The 30-nm Ge channel was epitaxially grown on top of a thick SiGe strain-relaxed buffer (SRB) layer. The targeted depth of fin etch was set to be in the range of 120-140 nm, which means the etching should be done through the Ge channel stopping in the SiGe SRB. The final clean of the structure was performed ex situ to strip polymers formed during the Ge and SiGe etching, which was done with N2O/forming gas plasmas followed by a short 0.6%HF clean [3].

Fig.1. shows the patterning stack used for SADP of Ge/SiGe fins. The critical dimensions (CDs) obtained during the first transfer layer etching (called CORE etch) determine the space between fins in the final 45-nm pitch structure, while the thickness of SiN spacer deposited on top of the CORE determines the final fin’s CD. More details on SADP sequence can be found in [4].

After both the CORE and the SiN spacer patterning were completed, the focus of the study was to develop a Ge/SiGe fin etch process using the second transfer layer as a mask. A slightly tapered single-sloped fin profile is the desired outcome of such patterning, which structure has to be compatible with the following step of void-free oxide filling.

Fig.2 depicts two types of the Ge/SiGe FFT etching. The result of the fin etching with the main etch chemistry consisting of HBr/Cl2/O2 and CH2F2 can be seen in Fig.2a. The process conditions were taken from the study of 200-nm relaxed pitch Ge FFT patterning [5], where the CH2F2–based passivation used during fin etch was shown to allow for an advanced controlling of the fin shape. However, the mechanism does not work so well for 45-nm dense pitch structures where the diffusion of active species into the narrow trenches is limited. It leads to several issues. First, there is a pronounced depth loading, which means the depth difference between isolated and dense structures. Thus, for the 95-nm tall fins shown in Fig.2a, the isolated structures were etched almost twice as deep.

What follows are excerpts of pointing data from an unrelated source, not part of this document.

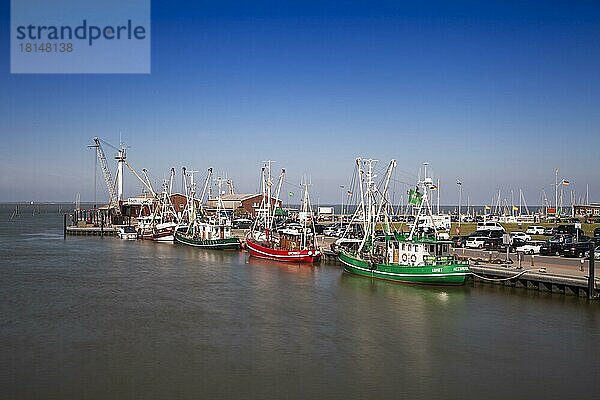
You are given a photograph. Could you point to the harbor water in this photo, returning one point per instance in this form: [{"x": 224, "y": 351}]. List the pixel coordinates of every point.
[{"x": 99, "y": 318}]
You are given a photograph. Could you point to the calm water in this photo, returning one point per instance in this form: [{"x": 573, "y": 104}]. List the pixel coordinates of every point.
[{"x": 100, "y": 318}]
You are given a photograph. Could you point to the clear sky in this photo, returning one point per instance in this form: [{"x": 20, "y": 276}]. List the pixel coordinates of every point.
[{"x": 497, "y": 94}]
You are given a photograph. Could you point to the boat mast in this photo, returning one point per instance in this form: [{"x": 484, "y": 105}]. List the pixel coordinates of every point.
[
  {"x": 384, "y": 194},
  {"x": 279, "y": 183},
  {"x": 424, "y": 206},
  {"x": 371, "y": 216}
]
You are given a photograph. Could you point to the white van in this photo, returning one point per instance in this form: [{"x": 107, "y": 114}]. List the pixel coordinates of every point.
[{"x": 490, "y": 226}]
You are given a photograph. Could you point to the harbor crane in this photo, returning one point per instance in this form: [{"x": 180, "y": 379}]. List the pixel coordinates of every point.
[{"x": 115, "y": 187}]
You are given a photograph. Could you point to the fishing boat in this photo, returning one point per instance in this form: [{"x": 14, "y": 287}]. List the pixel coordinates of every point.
[
  {"x": 161, "y": 224},
  {"x": 292, "y": 243},
  {"x": 127, "y": 233},
  {"x": 419, "y": 256},
  {"x": 203, "y": 230}
]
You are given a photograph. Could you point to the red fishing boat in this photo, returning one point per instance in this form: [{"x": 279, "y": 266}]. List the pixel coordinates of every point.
[{"x": 294, "y": 241}]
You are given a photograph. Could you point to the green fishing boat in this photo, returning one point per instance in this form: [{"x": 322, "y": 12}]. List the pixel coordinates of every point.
[
  {"x": 419, "y": 257},
  {"x": 212, "y": 232}
]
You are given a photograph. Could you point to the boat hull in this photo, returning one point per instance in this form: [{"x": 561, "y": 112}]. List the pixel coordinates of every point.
[
  {"x": 303, "y": 256},
  {"x": 232, "y": 243},
  {"x": 447, "y": 274},
  {"x": 160, "y": 234}
]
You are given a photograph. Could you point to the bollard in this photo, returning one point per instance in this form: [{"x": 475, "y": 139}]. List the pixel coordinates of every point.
[{"x": 592, "y": 272}]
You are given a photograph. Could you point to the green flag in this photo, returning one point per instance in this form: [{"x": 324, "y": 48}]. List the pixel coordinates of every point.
[{"x": 414, "y": 197}]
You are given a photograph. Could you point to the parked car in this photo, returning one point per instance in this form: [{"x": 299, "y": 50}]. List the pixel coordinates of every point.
[
  {"x": 532, "y": 247},
  {"x": 475, "y": 242},
  {"x": 516, "y": 242},
  {"x": 568, "y": 230},
  {"x": 535, "y": 230},
  {"x": 489, "y": 226},
  {"x": 520, "y": 235},
  {"x": 576, "y": 249},
  {"x": 553, "y": 247}
]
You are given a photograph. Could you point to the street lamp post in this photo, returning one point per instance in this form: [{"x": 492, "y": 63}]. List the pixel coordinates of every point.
[
  {"x": 563, "y": 182},
  {"x": 342, "y": 208},
  {"x": 459, "y": 183}
]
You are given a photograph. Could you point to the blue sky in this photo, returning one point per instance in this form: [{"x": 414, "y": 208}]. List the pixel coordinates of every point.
[{"x": 496, "y": 94}]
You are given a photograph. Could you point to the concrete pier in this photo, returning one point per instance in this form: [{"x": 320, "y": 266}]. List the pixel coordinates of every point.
[{"x": 91, "y": 231}]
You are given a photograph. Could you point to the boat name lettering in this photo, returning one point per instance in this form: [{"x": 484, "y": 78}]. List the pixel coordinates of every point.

Re-entered profile in the top part of a fin is another problem of the structure shown in Fig. 2a, though the latter could probably be fixed by means of process optimization similarly to what was done in the etch of Fig. 2b.

As it was shown for Si, depth loading can be naturally addressed by switching to a Cl2-based chemistry without any fluorocarbon or hydrocarbon additives [6].  Thus, an alternating process consisting of a Cl2-based etching step and O2-based passivation has been successfully tested to pattern the Ge/SiGe fins, shown in Fig. 2b. In the etching step of such cyclic process, the RF bias pulsing was applied at 100Hz in order to facilitate the etch process selectivity. More information on RF pulsing advantages can be found in [7].